Kathmandu

Police fire in air to make way for garbage trucks

By HIMALAYAN NEWS SERVICE

File - A man walking by a stinking heap of garbage near the waste dumping site in Kathmandu, on Thursday, August 11, 2022. Photo: Skanda Gautam/THT/File

KATHMANDU, AUGUST 16

Police today fired five rounds in the air and lobbed tear-gas shells to disperse protesters who hurled stones at security personnel escorting garbage trucks to the landfill site and obstructed their progress at Bancharedanda, Nuwakot.

Superintendent of Police Dinesh Raj Mainali, spokesperson for District Police Range, Kathmandu, said hundreds of rowdy locals were hurling stones at police from maize and paddy fields on either side of the road. 'We had to fire five rounds in the air to take the situation under control and push the mob back to let trucks carrying garbage from Kathmandu head to the landfill site,' he said. No one was injured in police action, he added.

Police used a loud-hailer to warn protesters not to obstruct movement of garbage trucks, but to no avail. Rather, the mob erupted, got violent, and attacked police to make the situation worse. It was only in the evening that trucks managed to enter the landfill site, said KMC Spokesperson Nabin Manandhar.

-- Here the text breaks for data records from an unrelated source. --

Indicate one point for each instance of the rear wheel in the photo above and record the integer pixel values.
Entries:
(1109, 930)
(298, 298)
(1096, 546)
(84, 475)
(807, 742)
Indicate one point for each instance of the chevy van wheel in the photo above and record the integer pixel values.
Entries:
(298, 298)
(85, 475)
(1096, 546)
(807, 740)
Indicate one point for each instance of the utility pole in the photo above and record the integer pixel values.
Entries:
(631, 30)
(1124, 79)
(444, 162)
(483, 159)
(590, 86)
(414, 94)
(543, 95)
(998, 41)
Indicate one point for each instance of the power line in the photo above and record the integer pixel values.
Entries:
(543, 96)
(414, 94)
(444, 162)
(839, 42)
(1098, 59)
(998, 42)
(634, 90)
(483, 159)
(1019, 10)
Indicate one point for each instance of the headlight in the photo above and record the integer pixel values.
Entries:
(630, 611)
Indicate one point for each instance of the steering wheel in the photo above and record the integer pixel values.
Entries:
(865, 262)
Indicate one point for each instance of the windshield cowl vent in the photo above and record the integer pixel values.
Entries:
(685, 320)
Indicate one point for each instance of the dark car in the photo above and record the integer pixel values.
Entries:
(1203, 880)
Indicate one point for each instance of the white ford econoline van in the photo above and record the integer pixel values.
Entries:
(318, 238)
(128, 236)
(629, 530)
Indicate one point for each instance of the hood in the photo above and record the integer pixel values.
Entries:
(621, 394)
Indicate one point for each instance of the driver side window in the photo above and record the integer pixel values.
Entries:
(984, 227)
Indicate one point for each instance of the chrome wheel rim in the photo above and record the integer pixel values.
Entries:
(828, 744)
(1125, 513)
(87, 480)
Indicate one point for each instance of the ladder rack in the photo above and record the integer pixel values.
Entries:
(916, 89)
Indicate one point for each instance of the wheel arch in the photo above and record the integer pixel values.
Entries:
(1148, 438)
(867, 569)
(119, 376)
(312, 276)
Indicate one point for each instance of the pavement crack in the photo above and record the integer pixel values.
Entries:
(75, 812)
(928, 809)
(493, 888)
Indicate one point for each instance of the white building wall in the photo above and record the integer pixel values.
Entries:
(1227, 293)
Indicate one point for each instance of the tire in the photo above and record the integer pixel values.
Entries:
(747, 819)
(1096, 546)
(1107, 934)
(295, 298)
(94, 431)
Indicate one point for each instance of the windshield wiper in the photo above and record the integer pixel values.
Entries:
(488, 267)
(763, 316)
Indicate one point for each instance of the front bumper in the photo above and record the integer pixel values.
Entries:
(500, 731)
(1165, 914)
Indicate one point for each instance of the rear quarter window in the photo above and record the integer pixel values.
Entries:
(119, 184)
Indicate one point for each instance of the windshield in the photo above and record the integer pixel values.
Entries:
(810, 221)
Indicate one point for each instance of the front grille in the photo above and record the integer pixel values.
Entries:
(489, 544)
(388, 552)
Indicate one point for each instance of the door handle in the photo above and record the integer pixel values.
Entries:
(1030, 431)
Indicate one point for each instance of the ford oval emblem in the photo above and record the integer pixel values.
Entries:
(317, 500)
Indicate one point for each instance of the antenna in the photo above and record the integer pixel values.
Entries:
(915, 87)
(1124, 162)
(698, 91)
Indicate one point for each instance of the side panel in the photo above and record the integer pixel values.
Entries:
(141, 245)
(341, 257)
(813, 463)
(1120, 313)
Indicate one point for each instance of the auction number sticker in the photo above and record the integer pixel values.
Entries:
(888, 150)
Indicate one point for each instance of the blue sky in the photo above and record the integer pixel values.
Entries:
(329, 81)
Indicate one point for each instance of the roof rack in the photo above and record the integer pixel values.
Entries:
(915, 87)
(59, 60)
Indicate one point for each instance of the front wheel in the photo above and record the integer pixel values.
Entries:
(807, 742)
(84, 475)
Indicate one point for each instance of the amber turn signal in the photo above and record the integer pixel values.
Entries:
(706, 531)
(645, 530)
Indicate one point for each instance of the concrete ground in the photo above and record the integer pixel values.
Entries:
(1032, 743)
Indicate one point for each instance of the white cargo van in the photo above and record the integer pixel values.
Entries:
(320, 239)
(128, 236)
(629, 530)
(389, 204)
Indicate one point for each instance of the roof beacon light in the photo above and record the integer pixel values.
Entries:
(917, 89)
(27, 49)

At least 200 security personnel were mobilised in and around the landfill site that spreads over 40 hectares, as the locals had been blocking the roads leading to the landfill site for weeks, putting forth demands backed by local leaders of ruling alliance. One of their key demands being the government develop a buffer zone at the landfill site by acquiring their land.

The landfill site at Bancharedanda was recently brought into operation after the Sisdol-based site reached its full capacity. Waste generated in 18 municipalities of the valley except Bhaktapur is disposed of in the new landfill site. More than 300 trucks are needed daily to transport the valley's waste to the landfill site. Not even half of them are reaching the site due to ongoing protests.

Mayor of Kathmandu Metropolitan City Balendra Shah blamed the worsening situation on local leaders of ruling parties, including the Nepali Congress, the CPN-Maoist Centre, and the CPN (Unified Socialist). 'Even local leaders of the CPN-UML and the RPP have been colluding with protesters to aggravate waste management and render the newly-constructed landfill site useless,' he alleged. He said waste management infrastructure worth Rs 5 billion was not being put to optimum use, leading to accumulation of heaps of garbage on roadsides across the valley and raising fears of disease outbreak.

A version of this article appears in the print on August 17, 2022 of The Himalayan Times.